Jos en motoren. Hij zou er een boek over kunnen schrijven. Met een motor in een mum van tijd de nodige kilometers afrazen, dat gaf hem een kick, een hemels gevoel. De snelheid, de bochten, de wind langs zijn hoofd. Hij herinnert zich een ander begin van de hobby die, zo bleek al gauw, danig uit de hand zou lopen. In Hengelo was een oude Honda te koop, daar liep de twintigjarige Jos in 1978 toevallig tegen aan bij kennissen. ‘Probeer hem maar’, zei de eigenaar, ‘hier heb je de sleutels.’ Dat verraste Jos. Hij had nog nooit op een motor gereden, maar sloeg het aanbod niet af. “Ik kreeg een helm zonder vizier en met mijn zonnebril op, kon ik op pad.
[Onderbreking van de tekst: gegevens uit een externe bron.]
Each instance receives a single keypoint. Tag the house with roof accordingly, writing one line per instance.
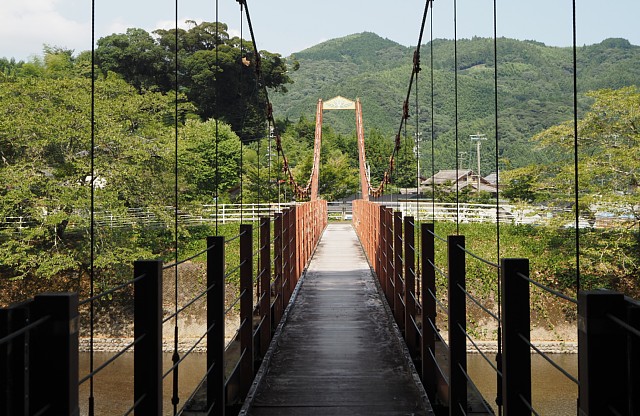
(452, 179)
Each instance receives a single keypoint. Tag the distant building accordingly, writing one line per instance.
(460, 179)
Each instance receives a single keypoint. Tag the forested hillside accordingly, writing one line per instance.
(535, 86)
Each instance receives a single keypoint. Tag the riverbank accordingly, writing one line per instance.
(114, 345)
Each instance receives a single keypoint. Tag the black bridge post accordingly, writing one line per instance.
(396, 305)
(278, 306)
(410, 286)
(516, 352)
(147, 329)
(457, 326)
(54, 349)
(286, 257)
(428, 351)
(246, 308)
(602, 353)
(14, 360)
(265, 284)
(633, 319)
(215, 324)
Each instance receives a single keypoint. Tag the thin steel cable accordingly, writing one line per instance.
(477, 257)
(112, 290)
(175, 399)
(92, 225)
(104, 365)
(477, 302)
(433, 133)
(137, 402)
(455, 88)
(169, 266)
(215, 106)
(624, 325)
(575, 146)
(529, 406)
(186, 354)
(549, 360)
(548, 289)
(475, 388)
(191, 302)
(24, 330)
(498, 272)
(240, 87)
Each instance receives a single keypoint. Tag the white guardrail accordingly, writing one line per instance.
(337, 211)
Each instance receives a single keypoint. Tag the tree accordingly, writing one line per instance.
(609, 151)
(221, 85)
(45, 177)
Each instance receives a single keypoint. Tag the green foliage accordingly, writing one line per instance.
(535, 91)
(197, 161)
(221, 84)
(608, 257)
(609, 145)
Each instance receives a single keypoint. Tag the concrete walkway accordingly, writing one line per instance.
(338, 352)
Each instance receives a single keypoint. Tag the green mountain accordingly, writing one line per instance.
(535, 90)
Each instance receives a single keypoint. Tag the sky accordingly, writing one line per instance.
(288, 26)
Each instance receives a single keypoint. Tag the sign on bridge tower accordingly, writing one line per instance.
(340, 103)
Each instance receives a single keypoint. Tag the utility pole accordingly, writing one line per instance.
(478, 138)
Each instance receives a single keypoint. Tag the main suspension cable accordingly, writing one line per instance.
(93, 194)
(455, 83)
(497, 167)
(175, 399)
(575, 146)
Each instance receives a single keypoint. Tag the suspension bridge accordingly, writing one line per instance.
(335, 318)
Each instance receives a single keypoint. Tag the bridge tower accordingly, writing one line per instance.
(340, 103)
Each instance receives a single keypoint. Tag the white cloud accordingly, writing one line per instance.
(27, 25)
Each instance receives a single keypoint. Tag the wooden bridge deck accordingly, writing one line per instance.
(338, 352)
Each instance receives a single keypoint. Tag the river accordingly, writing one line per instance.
(552, 393)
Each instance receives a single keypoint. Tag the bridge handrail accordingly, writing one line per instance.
(598, 384)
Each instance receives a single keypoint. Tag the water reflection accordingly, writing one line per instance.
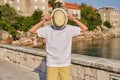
(100, 48)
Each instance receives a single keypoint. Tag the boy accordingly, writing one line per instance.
(58, 46)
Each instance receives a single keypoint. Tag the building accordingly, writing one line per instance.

Ik vertrok vanuit Hengelo naar Oldenzaal en had al snel door dat zo’n apparaat wat logger stuurde dan moeders Mobiletje van vroeger. Van sturen kon je eigenlijk niet van spreken, je moet de motor als het ware de bocht in laten vallen. Op de rijksweg zag ik in de verte een motorrijder en nu kon ik eindelijk ook dat zwaaien in de praktijk brengen. Motorboys zwaaien altijd naar elkaar. Met een vaartje van honderd deed ik achteloos mijn linkerhand omhoog van het stuur en in een fractie van een seconde vloog die hand zo achter op mijn rug. Die tegenwind was ongelooflijk sterk, daar ben je niet op verdacht, je moet direct goed tegendruk geven. Ik had geluk dat er in die jaren nog geen A1 lag bij Hengelo, want dan was dezelfde actie met 150 km/u heel anders afgelopen.”
Het is uiteraard achteraf de vraag hoe je aan iemand die aangeeft dat hij nog nooit op een motor heeft gereden, zomaar een 4-cilinder 750 cc durft mee te geven? “Absoluut onverantwoord”, zegt Jos anno 2023.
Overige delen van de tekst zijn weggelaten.